And that’s exactly what the show does so tactfully. It’s more redeeming quality is its realness; it is full of genuine scenes like one with Annie jumping up and down, clutching her boobs because she’s taken off her bra at the end of a long day or another where Annie and her mother lie on their living room floor eating a bag of Ruffles or, my personal favorite, Annie slipping out of bed in the middle of the night to eat leftover noodles after having sex with her longtime crush.

It’s a scene set to the music of Still Woozy’s “Goodie Bag,” a song that stirs emotion in an ethereal way — creating a scene into one that I am convinced is one of the most touching on television. The scene — and the show at large — takes the everyday and romanticizes it, and it makes it so that each of us can see ourselves living out that elevated reality. Nahman titled her interview with Bryant “Aidy Bryant is You, But Famous,” and that is exactly how I feel about Annie herself; Annie is you, but with her life set to music.

It is not an immediate click though. At the show’s start, Annie’s meekness makes her a rather unlikeable character, especially in a TV landscape that has trained us to prefer bold female characters like “Broad City’s” Abbi And Ilana. However, by the second episode, we realize that her insecurities are what make her such a strong, lovable — if not initially likable — character.

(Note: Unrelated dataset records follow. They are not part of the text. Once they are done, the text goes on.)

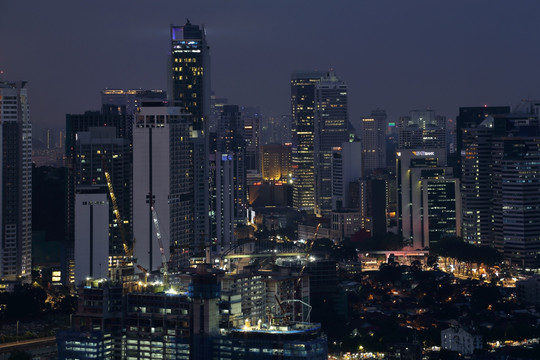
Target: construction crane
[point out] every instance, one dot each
(308, 253)
(160, 242)
(127, 249)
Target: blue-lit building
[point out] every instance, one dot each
(294, 341)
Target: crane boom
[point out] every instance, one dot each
(161, 250)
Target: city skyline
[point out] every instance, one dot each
(397, 57)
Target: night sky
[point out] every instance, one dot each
(398, 55)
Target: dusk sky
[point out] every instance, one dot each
(397, 55)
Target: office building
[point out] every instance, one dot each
(422, 129)
(426, 191)
(189, 89)
(461, 340)
(100, 152)
(231, 142)
(516, 199)
(276, 162)
(15, 181)
(303, 129)
(499, 164)
(225, 200)
(75, 123)
(252, 118)
(331, 130)
(369, 195)
(295, 341)
(128, 102)
(372, 132)
(155, 151)
(276, 130)
(476, 188)
(346, 168)
(92, 235)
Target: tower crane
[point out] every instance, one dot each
(160, 242)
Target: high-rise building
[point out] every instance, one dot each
(75, 123)
(422, 129)
(499, 162)
(476, 188)
(303, 129)
(331, 130)
(153, 150)
(516, 199)
(15, 181)
(189, 89)
(276, 162)
(428, 197)
(346, 169)
(92, 236)
(231, 142)
(128, 102)
(251, 117)
(373, 136)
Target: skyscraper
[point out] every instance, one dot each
(516, 198)
(500, 162)
(373, 134)
(189, 89)
(15, 181)
(129, 101)
(331, 130)
(422, 129)
(100, 150)
(428, 197)
(109, 117)
(153, 149)
(303, 129)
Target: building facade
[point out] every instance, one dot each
(15, 182)
(373, 135)
(189, 89)
(303, 129)
(331, 131)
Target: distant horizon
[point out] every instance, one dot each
(395, 56)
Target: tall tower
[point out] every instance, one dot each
(15, 181)
(189, 89)
(75, 123)
(153, 149)
(331, 130)
(232, 143)
(303, 129)
(373, 134)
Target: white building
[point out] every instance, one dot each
(346, 168)
(529, 290)
(429, 202)
(373, 134)
(461, 341)
(91, 235)
(151, 178)
(15, 182)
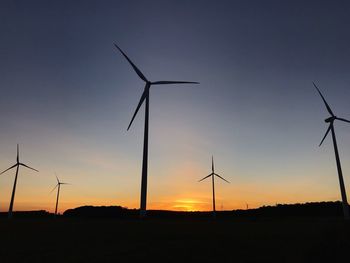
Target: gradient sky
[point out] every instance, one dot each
(67, 97)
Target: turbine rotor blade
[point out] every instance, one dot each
(13, 166)
(28, 167)
(222, 178)
(58, 181)
(17, 153)
(342, 119)
(143, 97)
(139, 73)
(206, 177)
(173, 82)
(54, 188)
(212, 164)
(324, 137)
(324, 100)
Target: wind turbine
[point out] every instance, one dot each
(145, 97)
(17, 165)
(331, 120)
(58, 186)
(212, 175)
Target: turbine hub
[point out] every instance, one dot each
(330, 119)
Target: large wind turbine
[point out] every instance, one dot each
(145, 97)
(17, 165)
(212, 175)
(331, 120)
(58, 186)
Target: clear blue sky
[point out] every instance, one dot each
(67, 97)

She is a real person we see in ourselves, our friends and our family; she is not immediately a role model or icon of fat boldness and self-love. Rather, she’s an example of someone who’s learning to walk the path towards self-confidence and self-worth, and she’s walking right alongside us. The show’s ending drives this sense of realness; the writing is so skillful because the show ends as Annie is still in progress. There is no tidy wrap-up in the ending, where she cuts off her scumbag boyfriend or becomes completely reinstalled with self-confidence because there never is that ah-ha moment in life.

At the close, Annie achieves small victories, grows in confidence and receives the affirmation of the outside world but still is confronted with where she needs to grow, leaving us to wonder if she will. It is heartbreakingly real, and heartwarmingly, fodder for a second season.